I've sworn for the longest time that I would never shoot a wedding ... having been a part of wedding parties, I think a wedding photographer has to be some kind of genius-saint. Well, be careful what you promise you will never do. I took a step close to the precipice this past weekend and shot a wedding reception. It was a good experience and I learned a few things.
A bit of background and some reasons why I moved that much closer to the edge ...
First off, the people who were involved are just all-around good people. I know them (the bride more than the groom) as well as the bride's parents. Second, it was a latino event and the sense of timeliness and schedule are vastly different than the North American weddings I have been a part of, where everything is timed down to a five-minute schedule.
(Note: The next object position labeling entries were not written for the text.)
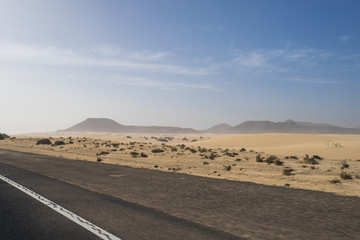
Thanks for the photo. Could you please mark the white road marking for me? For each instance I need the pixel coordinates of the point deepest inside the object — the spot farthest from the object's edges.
(66, 213)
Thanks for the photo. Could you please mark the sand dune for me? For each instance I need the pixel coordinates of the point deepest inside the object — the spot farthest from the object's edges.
(191, 154)
(330, 146)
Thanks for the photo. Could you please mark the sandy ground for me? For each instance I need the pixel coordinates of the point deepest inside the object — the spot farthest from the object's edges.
(231, 157)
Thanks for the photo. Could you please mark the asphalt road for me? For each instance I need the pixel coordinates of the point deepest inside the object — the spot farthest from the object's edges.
(147, 204)
(25, 218)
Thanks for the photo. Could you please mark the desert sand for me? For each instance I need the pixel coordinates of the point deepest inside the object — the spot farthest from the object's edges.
(231, 157)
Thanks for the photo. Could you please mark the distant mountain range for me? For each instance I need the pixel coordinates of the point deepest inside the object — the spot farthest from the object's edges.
(106, 125)
(110, 126)
(288, 126)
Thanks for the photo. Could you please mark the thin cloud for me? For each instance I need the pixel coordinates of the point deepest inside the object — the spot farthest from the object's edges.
(148, 82)
(148, 56)
(344, 38)
(317, 80)
(63, 57)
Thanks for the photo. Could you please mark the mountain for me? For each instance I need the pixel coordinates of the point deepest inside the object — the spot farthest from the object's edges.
(288, 126)
(220, 128)
(106, 125)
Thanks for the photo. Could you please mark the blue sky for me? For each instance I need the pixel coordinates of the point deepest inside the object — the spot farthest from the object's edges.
(181, 63)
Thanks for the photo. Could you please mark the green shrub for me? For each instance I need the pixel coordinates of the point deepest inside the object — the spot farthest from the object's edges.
(227, 168)
(134, 154)
(345, 175)
(157, 150)
(288, 171)
(278, 162)
(43, 141)
(58, 143)
(334, 181)
(311, 160)
(102, 153)
(271, 159)
(259, 158)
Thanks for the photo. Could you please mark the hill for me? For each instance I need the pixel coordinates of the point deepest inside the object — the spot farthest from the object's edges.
(288, 126)
(106, 125)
For this event, it was scheduled to start at 7pm. When I asked the bride's dad about the "real" starting time, he said, "Well, maybe you should be there around 7:30." I knew I wasn't going to have a bride's mother beating me over the head with a checklist and a stopwatch. Lastly, I knew that I would have the freedom to do what I wanted to, when I wanted to.
With the above in mind, I had a great time doing the photos. I did get a little flustered when the bride finally showed up (an hour and a half late) and I had to scramble to get out and get some photos of her and the groom coming into the reception hall. But I had set up a small studio area - I wanted control, control, control over as much as possible, lighting, flow of people, etc. - and that worked out well.
I ended up shooting the bride and groom, bridal shots, family shots, plus shots of EVERYONE in attendance in the studio with the bride and groom. The studio was a small area, which helped the bride and groom from getting bombarded by dozens of people at once, and also provided an intimate area where people (in small groups) could chat with them for a moment and get a picture with them. We could control the flow of people so the bride could sit and rest when needed (my feet were sore and I was wearing comfortable shoes - can't imagine what she felt like!).
All of this helped the bride and groom relax. When they first got there I was afraid the bride was going to hyperventilate, but she quickly got calmed down and really seemed to enjoy the photos once we got going. In between family and friend photos, we would occasionally get some more of the bride and groom in a more relaxed atmosphere:
I'll try to write some more on how I set things up, but that will be for a later post.